Okay, we’ve all been there. Summative season kicks the door in, then it somehow becomes mid-December – and that Secret Santa you signed up for in the innocence of autumn is actually due next Tuesday. With deadlines up to your eyebrows (in addition to the winter of it all), the last thing you want to do is throw yourself at Chantry Place and wander haplessly through its glittery anarchy for hours, the looming potential of going home empty-handed turning your blood cold. What do people actually want? Where on earth do you find it? How soon can they invent telepathy? And why does nobody seem to know how to use an escalator?

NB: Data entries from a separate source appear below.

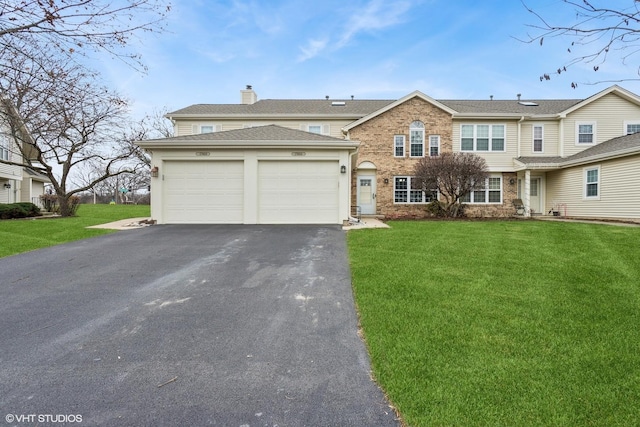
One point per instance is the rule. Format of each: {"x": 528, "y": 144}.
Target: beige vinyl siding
{"x": 329, "y": 127}
{"x": 550, "y": 139}
{"x": 496, "y": 161}
{"x": 619, "y": 195}
{"x": 609, "y": 113}
{"x": 11, "y": 171}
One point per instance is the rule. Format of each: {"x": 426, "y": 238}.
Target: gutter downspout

Reader: I see you, I feel you, I’ve been you. When you’re in a pinch, the prospect of conjuring up a bunch of unique, affordable gift ideas can feel insurmountable. It’s easy, therefore, to fall into the trap of the panic purchase: the kind of present your giftee gets maybe one use out of before it’s tucked away in a desk drawer. Before you board that bus to Norwich City Centre (with dread settling deep in your bones), take a quick look at this gift guide and avoid charging in blind!
Homeware
Most uni students will likely appreciate a nice bit of homeware (one that isn’t, at this point in the semester, scraped, chipped or burned at the bottom). If you’re shopping for that slightly bougie friend, Jarrolds often has quality brands like Denby available at discounted prices, as does TK Maxx; for the trinket collector, charity shops will awe you with their unique ranges of mismatched crockery. A weird medieval-ish tankard from the 1980s? Sure! Sometimes specific is best: if you’re shopping for a flatmate or friend who loves a really specific meal on repeat, tailor your search towards that (here’s a cute egg cup for your staple breakfast!). Another top tip when choosing between designs is to look to their personal style of dress to narrow down the colours, aesthetics and eras they gravitate towards!

Food
An absolutely genius bit of shopping advice I received from my mother, who consistently wins Christmas: what the people really want is OLIVE OIL. Honey and finishing salts are simple crowd pleasers, or if you’re well-versed in their tastes, consider fun sauces, spreads or jams. Or pasta! Giving repeat-buys and pantry staples – all the better if they’ve got an aesthetically pleasing label – is easy, practical and genuinely thoughtful. (One of my favourite gifts I’ve received so far this year: a huge bag of fancy hot chocolate). Plus, there’s always a sweet treat: Norwich seems to have an award-winning bakery on every street corner, many of which sell packaged goods that’ll keep until your gift exchange. For some more fun, if you can get your hands on some good containers, you could get a few packets of treats then mix and match them into cookie tins for everyone on your gift list. You could also bake your own!
Clothes
I’m always very, very hesitant to give clothes as a gift. They can take up a lot of space, and it really is incredibly hard to anticipate what someone will actually like and wear. If they don’t like what you pick out, or it doesn’t quite fit, it has the potential of going straight to the back of the wardrobe. My alternative suggestion: sleepwear! Very practical, but at the same time fresh pyjamas just feel like a treat. Once again, be sure to take reference from their personal style, paying attention to fabrics, palettes, decorations, expression of gender. For extra thoughtfulness points, buy a merch t-shirt for a band, show or film they might like – the television and movie store opposite the Forum has a huge selection, as does HMV – then present it as a sleep shirt. It takes the pressure off a bit, and if they like it a lot, they can wear it as an everyday shirt instead!

Accessories
As someone who seems to shed jewellery like loose hair, accessories are always lovely to receive, but like clothes, they bear the risk of collecting dust if you aren’t perfectly in tune with someone’s taste. If you’re too worried about choosing the wrong metal to face the jewellery rack, consider an alternative accessory: a really warm scarf never goes amiss, and there’s a fantastic selection of cashmere ones at the Market. Keychains are trendy, mix-and-matchable and easy to hunt down second-hand at St. Gregory’s Antiques. Phone charms and key lanyards are so, so useful!
Miscellaneous
A quickfire round!
- Bag organisers. Lots of fun little pockets!
- A D.I.Y. cookbook of all your favourite treat-yourself recipes.
- This is very individual-specific, but: nice tea towels. Flannels and reusable face-pads are also cool.
- I tend to avoid scented candles or perfumed things. Again: potential for pickiness to rear its head.
- Ice cube trays. In fun shapes!
- A sleep mask. If you want to get really crazy, a silk sleep mask.
- A gift card. Original? No. Appreciated? Personally, always.